Amazoned
Amazoned is a ruby HTTP scraper for retrieving product best seller and category rankings from Amazon. Designed for those who don't have the time to register for Amazon's official product API.
Installation
Add this line to your application's Gemfile:
gem 'amazoned'
And then execute:
$ bundle
Or install it yourself as:
$ gem install amazoned
Usage
Use Amazoned to scrape data about a product using the ASIN of the Amazon product. E.g. for product with an ASIN of B078SX6STW:
Amazoned::Client.new("B078SX6STW").call
will return back a Ruby hash of:
{
:best_sellers_rank=>[
{:rank=>45,
:ladder=>"Baby > Baby Care > Pacifiers, Teethers & Teething Relief > Teethers"}
],
:rank=>1602,
:category=>"Baby",
:package_dimensions=>"6.8 x 6.3 x 1.9 inches"
}
Amazoned will raise the error Amazoned::ProductNotFoundError
if the product ASIN does not exist.
Amazoned will raise the error Amazoned::BotDeniedAccessError
if the scraper is unable to get past a CAPTCHA wall after trying multiple times for the same ASIN.
To avoid anti-scraper detection, the bot spoofs a new User Agent every request and uses timing jitter to vary how long it sleeps in-between each request.
Configuring Automatic Retries
The library can be configured to automatically retry requests that fail due to the scraper bot hitting a CAPTCHA page:
Amazoned.max_network_retries = 2
By default, max_network_retries
is set to 3
.
Development
After checking out the repo, run bin/setup
to install dependencies. Then, run rake spec
to run the tests. You can also run bin/console
for an interactive prompt that will allow you to experiment.

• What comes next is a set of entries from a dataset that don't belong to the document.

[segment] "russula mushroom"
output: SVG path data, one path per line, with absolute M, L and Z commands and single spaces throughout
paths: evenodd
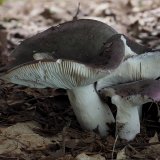
M 110 74 L 123 60 L 121 41 L 105 43 L 116 34 L 95 20 L 60 24 L 23 41 L 11 54 L 1 79 L 33 88 L 64 88 L 81 126 L 107 135 L 113 115 L 101 101 L 94 82 Z M 105 43 L 105 46 L 104 46 Z M 118 46 L 118 47 L 117 47 Z
M 107 75 L 105 78 L 98 80 L 96 88 L 97 90 L 101 90 L 102 88 L 105 87 L 114 86 L 117 84 L 124 84 L 127 82 L 134 82 L 137 80 L 156 79 L 157 77 L 160 76 L 159 62 L 160 62 L 159 51 L 155 52 L 152 51 L 130 57 L 126 59 L 123 63 L 121 63 L 120 66 L 116 70 L 114 70 L 110 75 Z M 128 103 L 126 102 L 126 104 Z M 121 105 L 121 102 L 119 102 L 119 105 Z M 139 133 L 140 125 L 139 125 L 139 118 L 138 118 L 139 116 L 137 107 L 134 108 L 128 107 L 128 108 L 130 108 L 130 110 L 128 109 L 127 112 L 130 112 L 130 115 L 134 115 L 133 118 L 134 117 L 136 118 L 135 119 L 132 119 L 131 117 L 128 118 L 128 123 L 126 124 L 126 127 L 120 128 L 118 130 L 122 138 L 131 140 L 135 137 L 137 133 Z M 123 121 L 124 115 L 118 117 L 119 119 L 120 118 L 122 119 L 119 121 Z M 134 121 L 134 126 L 137 127 L 131 127 L 131 126 L 129 127 L 128 124 L 132 123 L 133 121 Z M 124 136 L 122 136 L 121 133 L 123 134 L 125 133 Z
M 141 80 L 101 89 L 103 99 L 111 97 L 117 106 L 116 134 L 132 140 L 140 132 L 136 106 L 160 101 L 160 80 Z

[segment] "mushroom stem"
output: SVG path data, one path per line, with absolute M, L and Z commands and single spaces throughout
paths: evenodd
M 101 136 L 106 136 L 107 124 L 115 120 L 109 106 L 99 98 L 94 84 L 67 90 L 67 93 L 80 125 L 90 131 L 98 129 Z
M 112 103 L 117 106 L 116 135 L 126 140 L 132 140 L 140 133 L 138 106 L 129 104 L 118 95 L 112 97 Z
M 96 89 L 160 76 L 160 52 L 148 52 L 125 60 L 110 75 L 98 80 Z
M 100 79 L 97 82 L 96 89 L 100 90 L 104 87 L 113 86 L 117 84 L 124 84 L 126 82 L 133 82 L 136 80 L 144 80 L 144 79 L 156 79 L 160 76 L 160 52 L 148 52 L 141 55 L 136 55 L 134 57 L 130 57 L 125 60 L 120 66 L 115 69 L 110 75 L 107 75 L 105 78 Z M 117 106 L 121 105 L 120 102 L 115 102 Z M 124 105 L 125 104 L 125 105 Z M 126 106 L 127 102 L 124 102 L 124 106 Z M 143 103 L 142 103 L 143 104 Z M 122 105 L 122 107 L 123 107 Z M 128 117 L 128 123 L 124 124 L 122 130 L 118 130 L 118 134 L 121 138 L 131 140 L 134 136 L 139 133 L 139 117 L 137 113 L 138 105 L 128 104 L 127 110 L 125 110 Z M 131 109 L 131 107 L 133 107 Z M 130 112 L 130 113 L 129 113 Z M 118 111 L 117 115 L 119 117 L 120 122 L 124 121 L 124 116 L 122 111 Z M 120 116 L 121 115 L 121 116 Z M 125 116 L 126 117 L 126 116 Z M 135 117 L 135 118 L 134 118 Z M 137 117 L 137 119 L 136 119 Z M 121 120 L 120 120 L 121 119 Z M 127 118 L 125 118 L 127 120 Z M 134 119 L 136 121 L 134 121 Z M 119 123 L 119 122 L 118 122 Z M 134 128 L 135 127 L 135 128 Z M 126 134 L 126 135 L 125 135 Z M 130 135 L 129 135 L 130 134 Z M 135 135 L 134 135 L 135 134 Z

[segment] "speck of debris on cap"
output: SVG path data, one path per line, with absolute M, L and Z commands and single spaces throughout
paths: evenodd
M 61 62 L 62 62 L 62 59 L 57 59 L 56 62 L 57 62 L 57 63 L 61 63 Z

To install this gem onto your local machine, run bundle exec rake install
. To release a new version, update the version number in version.rb
, and then run bundle exec rake release
, which will create a git tag for the version, push git commits and tags, and push the .gem
file to rubygems.org.
Contributing
Bug reports and pull requests are welcome on GitHub at https://github.com/[USERNAME]/amazoned.
License
The gem is available as open source under the terms of the MIT License.